Status of GPU Direct Implementation

GROMACS version: 2021.3
GROMACS modification: No


GPU Direct feature was first introduced in 2020:

I would like to ask if it has reached mature state and can be used for production runs.



It is pretty stable, but still is not as thoroughly tested as CPU-staged communications (which is why we don’t enable it by default). In particular, in runs with various “features” like electric field or FEP, or when domain decomposition corner cases are encountered (e.g., too many ranks).

To be on a safe side, you can try running short simulations both with GPU direct communication (set GMX_ENABLE_DIRECT_GPU_COMM=1 in GROMACS 2022, for both threadMPI and “real” MPI) and without, and compare the results and the speed-up achieved.

Thanks for your comments.

I am not a GROMACS use. So my concern is not from the user’s perspective but from a cluster resource management one.

Based on Dr. Páll’s publication, J. Chem. Phys. 153, 134110 (2020), we would like to provide a guideline to our users on how to effectively utilize our HGX-A100 servers. For clarification, we are considering the halo-exchange via GPUDirect:

export GMX_GPU_DD_COMMS=true
export GMX_GPU_PME_PP_COMMS=true
  • According to our tests, and NVIDIA’s published results on STMV system, GPUDirect implementation clearly outperform pre-2019 implementation one.
  • 80 GB per A100 is more than enough to accommodate most of our users’ MD workload. So we a leaning toward recommending one A100 only with SLURM share mode. Thus offloading most of kernels to GPU is the most efficiency way for A100.
  • We are aware of the multi-node extension in 2022, but decided that it is too new to adopt at early state.

Based on your comments, we will provide both standard and GPUDirect implementations, with a warning regarding the later.

If you have further suggestions, please do let us now.

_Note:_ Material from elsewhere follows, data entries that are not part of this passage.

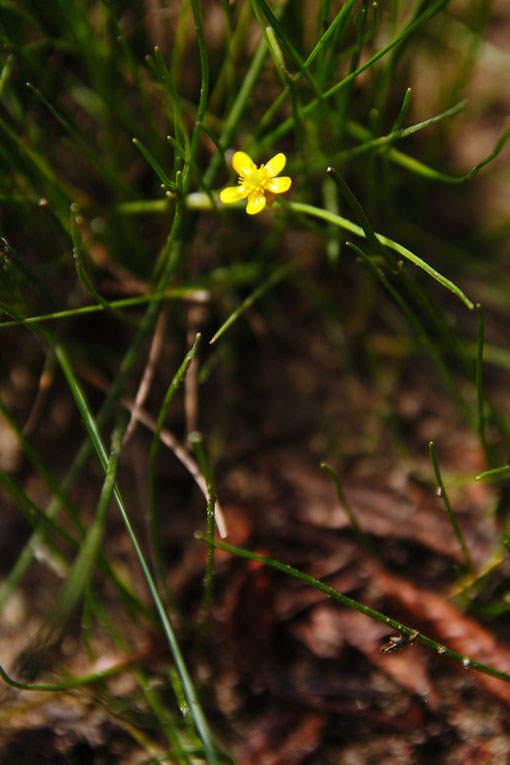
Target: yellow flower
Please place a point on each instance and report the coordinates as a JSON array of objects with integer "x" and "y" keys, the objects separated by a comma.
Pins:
[{"x": 259, "y": 184}]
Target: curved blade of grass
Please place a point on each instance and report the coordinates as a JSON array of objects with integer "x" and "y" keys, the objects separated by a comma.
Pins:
[
  {"x": 78, "y": 256},
  {"x": 163, "y": 177},
  {"x": 354, "y": 604},
  {"x": 80, "y": 572},
  {"x": 451, "y": 515},
  {"x": 276, "y": 276},
  {"x": 197, "y": 442},
  {"x": 288, "y": 124},
  {"x": 153, "y": 454},
  {"x": 348, "y": 225},
  {"x": 413, "y": 319},
  {"x": 479, "y": 382},
  {"x": 236, "y": 111},
  {"x": 383, "y": 142},
  {"x": 187, "y": 683},
  {"x": 419, "y": 168}
]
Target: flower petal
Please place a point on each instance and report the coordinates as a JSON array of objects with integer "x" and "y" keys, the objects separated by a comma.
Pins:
[
  {"x": 276, "y": 164},
  {"x": 233, "y": 194},
  {"x": 256, "y": 203},
  {"x": 242, "y": 164},
  {"x": 279, "y": 185}
]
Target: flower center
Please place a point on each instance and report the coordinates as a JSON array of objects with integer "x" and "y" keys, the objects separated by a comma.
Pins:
[{"x": 256, "y": 181}]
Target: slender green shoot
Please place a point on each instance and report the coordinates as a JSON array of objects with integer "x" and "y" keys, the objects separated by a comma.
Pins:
[
  {"x": 344, "y": 600},
  {"x": 451, "y": 515},
  {"x": 197, "y": 442}
]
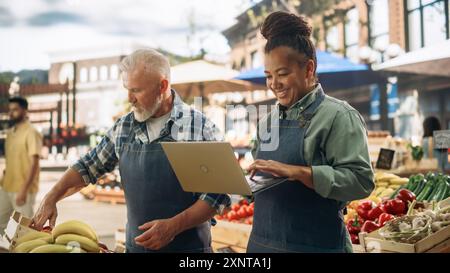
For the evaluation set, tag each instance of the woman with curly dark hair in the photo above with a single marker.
(322, 150)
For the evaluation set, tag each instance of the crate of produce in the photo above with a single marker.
(229, 235)
(425, 230)
(69, 237)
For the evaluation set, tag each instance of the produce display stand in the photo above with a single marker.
(109, 196)
(438, 242)
(18, 225)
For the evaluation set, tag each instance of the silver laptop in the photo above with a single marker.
(213, 168)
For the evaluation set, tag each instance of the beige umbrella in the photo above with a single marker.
(200, 78)
(433, 60)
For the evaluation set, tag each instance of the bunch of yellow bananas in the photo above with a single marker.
(69, 237)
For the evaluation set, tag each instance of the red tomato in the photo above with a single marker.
(232, 215)
(244, 202)
(250, 211)
(242, 213)
(354, 238)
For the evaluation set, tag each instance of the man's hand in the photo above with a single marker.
(158, 234)
(21, 198)
(47, 211)
(278, 169)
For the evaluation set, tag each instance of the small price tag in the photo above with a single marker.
(441, 139)
(385, 158)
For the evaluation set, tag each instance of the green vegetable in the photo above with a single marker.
(393, 195)
(416, 152)
(421, 185)
(426, 191)
(437, 192)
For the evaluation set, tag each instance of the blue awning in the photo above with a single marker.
(334, 72)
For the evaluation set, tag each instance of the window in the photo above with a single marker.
(352, 35)
(379, 26)
(103, 73)
(114, 72)
(83, 74)
(93, 74)
(434, 26)
(332, 39)
(256, 59)
(427, 22)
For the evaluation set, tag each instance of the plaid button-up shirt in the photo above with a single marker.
(184, 124)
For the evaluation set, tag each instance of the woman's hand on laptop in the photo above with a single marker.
(278, 169)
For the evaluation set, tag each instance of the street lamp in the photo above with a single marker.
(369, 55)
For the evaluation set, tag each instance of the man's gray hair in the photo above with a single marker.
(152, 60)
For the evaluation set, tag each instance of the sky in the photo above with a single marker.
(31, 29)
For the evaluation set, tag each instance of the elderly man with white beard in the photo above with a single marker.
(161, 216)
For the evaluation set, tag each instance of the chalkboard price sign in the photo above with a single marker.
(385, 158)
(441, 139)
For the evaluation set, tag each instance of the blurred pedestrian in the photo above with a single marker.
(20, 182)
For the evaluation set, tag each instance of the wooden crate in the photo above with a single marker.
(234, 236)
(436, 242)
(113, 197)
(18, 226)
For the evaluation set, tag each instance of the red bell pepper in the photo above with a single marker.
(375, 213)
(366, 205)
(354, 238)
(369, 226)
(354, 225)
(395, 206)
(406, 196)
(384, 217)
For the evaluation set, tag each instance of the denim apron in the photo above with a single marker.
(291, 217)
(152, 192)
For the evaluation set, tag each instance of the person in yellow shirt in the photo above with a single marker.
(20, 181)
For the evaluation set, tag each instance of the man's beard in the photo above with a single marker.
(144, 114)
(14, 121)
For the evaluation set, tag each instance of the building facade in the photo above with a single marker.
(364, 31)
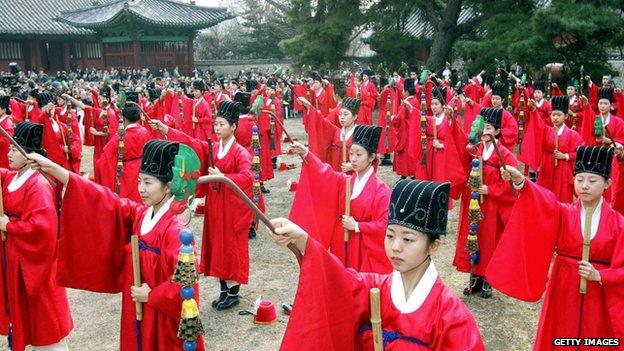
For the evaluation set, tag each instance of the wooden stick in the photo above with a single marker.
(136, 269)
(589, 212)
(376, 319)
(227, 181)
(284, 130)
(21, 150)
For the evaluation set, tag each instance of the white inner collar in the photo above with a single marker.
(19, 180)
(359, 184)
(149, 221)
(223, 149)
(418, 295)
(595, 219)
(487, 151)
(349, 133)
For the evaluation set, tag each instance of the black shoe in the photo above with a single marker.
(475, 285)
(229, 302)
(221, 298)
(486, 289)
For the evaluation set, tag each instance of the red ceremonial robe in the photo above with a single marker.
(135, 138)
(325, 139)
(63, 114)
(520, 268)
(319, 204)
(38, 307)
(368, 98)
(496, 207)
(405, 123)
(559, 179)
(7, 124)
(103, 262)
(331, 310)
(225, 247)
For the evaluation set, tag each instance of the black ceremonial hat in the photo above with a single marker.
(230, 111)
(30, 136)
(158, 159)
(560, 103)
(420, 205)
(493, 116)
(594, 159)
(367, 137)
(351, 104)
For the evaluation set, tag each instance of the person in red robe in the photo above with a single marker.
(95, 254)
(497, 201)
(521, 264)
(324, 137)
(134, 138)
(389, 102)
(368, 98)
(35, 310)
(368, 203)
(225, 246)
(404, 163)
(7, 124)
(418, 312)
(557, 143)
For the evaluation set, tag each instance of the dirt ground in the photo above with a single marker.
(505, 323)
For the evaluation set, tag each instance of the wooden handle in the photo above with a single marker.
(376, 319)
(136, 269)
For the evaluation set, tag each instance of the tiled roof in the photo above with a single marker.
(166, 13)
(36, 17)
(78, 17)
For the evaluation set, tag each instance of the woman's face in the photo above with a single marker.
(436, 107)
(16, 159)
(589, 187)
(406, 248)
(346, 118)
(359, 158)
(152, 190)
(223, 129)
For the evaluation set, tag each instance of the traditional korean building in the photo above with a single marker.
(71, 34)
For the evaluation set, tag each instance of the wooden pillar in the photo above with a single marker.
(136, 50)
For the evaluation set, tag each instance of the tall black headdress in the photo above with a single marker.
(158, 159)
(30, 136)
(352, 105)
(367, 137)
(594, 159)
(420, 205)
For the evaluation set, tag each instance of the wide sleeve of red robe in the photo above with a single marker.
(35, 305)
(332, 305)
(521, 264)
(94, 255)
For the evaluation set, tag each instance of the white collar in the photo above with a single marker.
(349, 133)
(539, 103)
(418, 295)
(359, 184)
(19, 180)
(487, 151)
(439, 119)
(150, 222)
(223, 150)
(595, 219)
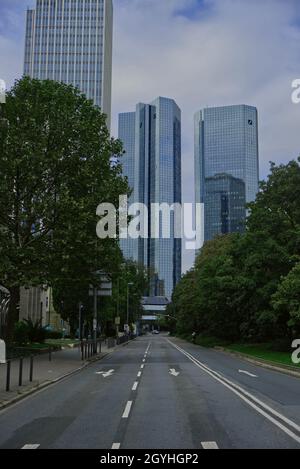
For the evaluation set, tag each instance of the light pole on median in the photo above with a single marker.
(130, 284)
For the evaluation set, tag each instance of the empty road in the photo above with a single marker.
(160, 393)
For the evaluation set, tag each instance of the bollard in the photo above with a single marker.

The former have been superseded by “export=GMX_ENABLE_DIRECT_G
PU_COMM=true” (for backward compatibility, for the current release either of the the former two are equivalent with the new variable). The latter GMX_FORCE_UPDATE_DEFAULT_GPU remains, although as this changes a default value that a user can change themselves on the command line, perhaps from a usability perspective it would be better to recommend that users use the command line flag -update gpu. The added benefit is that if this is used explicitly, if the simulation setup is not compatible with the GPU-resident mode (triggered by offloading update), mdrun will issue an error so the user will know that their request to offload update can not be fulfilled.

That makes sense, nn NVLINK systems using direct GPU communication will always be faster or at least as fast as staged communication, but even on PCIe systems if can often have a slight performance benefit.

Certainly, memory size is rarely if ever a concern. Note that if you have a decent amount of free cores per GPU, -bonded cpu can have a slight performance benefit (see the cross-over of the yellow and green curves on Fig 10 of

Without PME decomposition, multi-node scaling is unfortunately quite limited. However, we are working on an extension and thanks to the recently released distributed cuFFTmp we will improve multi-node scaling in the future.

Feel free to ask if you have further questions.



When using only GMX_GPU_DD_COMM and GMX_GPU_PME_PP_COMMS in 2022.1, the following warning was printed to stderr:

GPU-aware MPI detected, but by default GROMACS will not make use the direct GPU communication capabilities of MPI. 
For improved performance try enabling the feature by setting the GMX_ENABLE_DIRECT_GPU_COMM environment variable.

We were confused since there was no performance difference with GMX_ENABLE_DIRECT_GPU_COMM=true. Thanks for clarification that the two are actually equivalent for the sake of backward comparability.

For 2022.1,

  • We observed less than 10% performance difference between Open MPI and thread-MPI
  • We haven’t setup A100-PCIe yet. But according to NVIDIA’s published data, there are negligible difference w.r.t to NVLink up to 4 A00s. However, there is a noticeable 30% drops with 8 A00s.

We have been serving 2016 and 2019 versions to our users for a long time. The following table was prepared as guideline to new features.

-nb -pme
-update GPUDirect CUDA_AWARE Notes
2016 cpu gpu cpu cpu no

2018 cpu gpu gpu cpu no no
2019 cpu/gpu gpu gpu cpu no no
2020 cpu/gpu gpu gpu gpu yes no
Thread-MPI only
2021 cpu/gpu gpu gpu gpu yes no Improved NB kernels on V100 and A100
2022 cpu/gpu gpu gpu gpu yes yes GMX_ENABLE_DIRECT_GPU_COMM=true
Thread-MPI/Open MPI
12% Improved NB kernels on A100
  • Optimal bonded offload can be done either one cpu or gpu (Fig. 10).
  • PME is still done on a single GPU ranks so multi-node scaling is limited (Fig. 12)

Thanks very much for clarifications regarding your publication.